Au Port du Beaujolais, à Villefranche-sur-Saône, plus de 5 millions d’euros de travaux portent sur les dalles, les fondations, les réseaux et les rails.

Dalles portuaires et rails

Au Port du Beaujolais, à Villefranche-sur-Saône, la modernisation ne passera pas par un grand bâtiment neuf. Elle se joue dans les dalles nord et sud, les fondations, les réseaux et la voie ferrée. C’est moins visible qu’une halle ou qu’un pont, mais c’est ce qui permet à un port fluvial de travailler : porter lourd, stocker, charger, décharger, raccorder la Saône, le rail et la route.

L’avis d’attribution publié le 14 juin donne désormais les titulaires et les montants des trois lots principaux. Eiffage Route Centre Est prend le terrassement et les VRD pour 3,65 millions d’euros, NGE Fondations les fondations spéciales pour 1,15 million d’euros, et la Société insulaire de travaux ferroviaires les voies ferrées pour 274 754 euros. Le total attribué atteint 5,07 millions d’euros. L’opération, validée par la CCI Auvergne-Rhône-Alpes en octobre 2024, avait été plafonnée à 7 millions d’euros, avec 5,6 millions d’euros de subvention de l’État et jusqu’à 1,4 million d’euros d’emprunt.

Le calendrier explique pourquoi ce marché mérite mieux qu’une lecture de commande publique. Les contrats ont été conclus le 29 avril 2025 et les travaux sont annoncés jusqu’à fin février 2027. Le nouvel avis ne lance donc pas l’idée : il fixe plus clairement la matérialité du chantier. Le dossier confirme une phase où les objectifs de fret se traduisent en surfaces, en portance et en rails utilisables.

Le site n’est pas anecdotique dans l’économie locale.

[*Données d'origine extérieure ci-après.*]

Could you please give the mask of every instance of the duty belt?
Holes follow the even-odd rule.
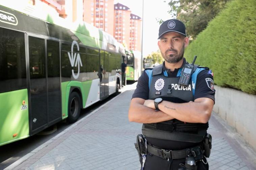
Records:
[[[187,156],[186,149],[178,150],[168,150],[159,149],[149,144],[147,145],[147,147],[148,152],[163,159],[180,159],[185,158]]]

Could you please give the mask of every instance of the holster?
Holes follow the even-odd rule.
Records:
[[[206,158],[209,158],[211,154],[211,136],[210,134],[207,133],[204,139],[203,145],[204,155]]]
[[[147,151],[146,139],[143,137],[143,135],[139,134],[137,136],[136,141],[137,142],[134,144],[138,151],[139,157],[140,157],[143,155],[146,155]]]

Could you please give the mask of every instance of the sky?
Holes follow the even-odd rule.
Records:
[[[169,1],[166,1],[168,2]],[[158,49],[157,46],[159,25],[156,18],[165,21],[171,18],[170,7],[164,0],[144,0],[143,53],[144,57]],[[142,18],[143,0],[114,0],[130,8],[132,13]]]

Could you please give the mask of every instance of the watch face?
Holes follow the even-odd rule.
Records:
[[[163,99],[162,98],[157,98],[154,100],[154,101],[156,103],[159,103],[162,101]]]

Le Port du Beaujolais annonce 36 hectares, dont 12 hectares de darse et 6 hectares de port public, un quai de 320 mètres résistant à 10 tonnes par mètre carré, et un embranchement sur la ligne fret Paris-Lyon-Marseille avec 14 kilomètres de voies ferrées desservant les zones industrielles. Ses chiffres clés affichent 1,85 million de tonnes de marchandises manutentionnées, dont 900 000 tonnes par voie d’eau et 50 000 tonnes par voie ferrée.

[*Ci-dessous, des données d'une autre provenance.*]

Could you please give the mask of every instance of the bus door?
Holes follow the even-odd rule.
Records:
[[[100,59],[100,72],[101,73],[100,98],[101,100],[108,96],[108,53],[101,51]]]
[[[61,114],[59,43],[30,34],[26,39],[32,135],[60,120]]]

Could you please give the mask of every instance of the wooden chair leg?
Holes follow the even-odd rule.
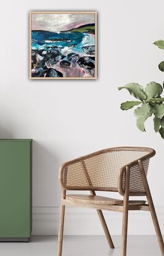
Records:
[[[91,195],[96,196],[95,191],[91,191],[90,192],[91,192]],[[109,231],[108,227],[107,227],[105,220],[104,218],[104,215],[102,213],[102,212],[101,210],[97,210],[97,214],[99,215],[99,219],[100,220],[101,225],[102,226],[102,228],[103,228],[104,233],[105,234],[106,238],[107,239],[107,242],[109,243],[109,247],[110,249],[114,249],[115,246],[114,246],[114,244],[113,243],[113,241],[112,241],[112,237],[110,236],[110,233]]]
[[[161,233],[161,231],[160,231],[158,221],[157,219],[157,214],[155,212],[155,210],[154,208],[154,202],[153,202],[152,197],[151,196],[150,191],[149,189],[149,184],[148,184],[147,178],[146,176],[144,168],[143,166],[142,162],[140,160],[138,162],[139,162],[139,168],[141,175],[142,177],[143,185],[144,185],[144,189],[146,192],[147,199],[148,204],[149,206],[149,209],[150,210],[152,218],[153,220],[153,223],[154,223],[154,228],[155,228],[155,232],[157,234],[157,239],[158,241],[159,246],[160,247],[162,255],[162,256],[164,256],[164,244],[163,244],[163,237],[162,237],[162,235]]]
[[[66,194],[65,192],[66,192],[65,190],[62,191],[62,199],[65,199],[65,194]],[[61,204],[60,210],[58,242],[57,242],[57,256],[62,256],[62,253],[64,215],[65,215],[65,205],[63,205]]]
[[[126,256],[127,247],[128,220],[128,202],[129,186],[129,169],[126,168],[125,189],[123,197],[123,226],[121,237],[121,256]]]

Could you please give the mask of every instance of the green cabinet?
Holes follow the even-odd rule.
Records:
[[[28,241],[31,178],[32,140],[0,139],[0,241]]]

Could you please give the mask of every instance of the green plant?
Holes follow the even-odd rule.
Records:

Le Beaujolais que l’on voit ici n’est pas celui des coteaux. C’est celui des grumes, des engrais, des sables, des graviers, des métaux, des caisses, des palettes, des big bags et des colis hors gabarit. Medlink Ports présente Villefranche PK41 comme une solution multimodale au nord de Lyon, avec 6 000 m² d’entrepôts couverts, 25 000 m² de stockage extérieur et trois filières fortes : bois, métallurgie et vracs solides.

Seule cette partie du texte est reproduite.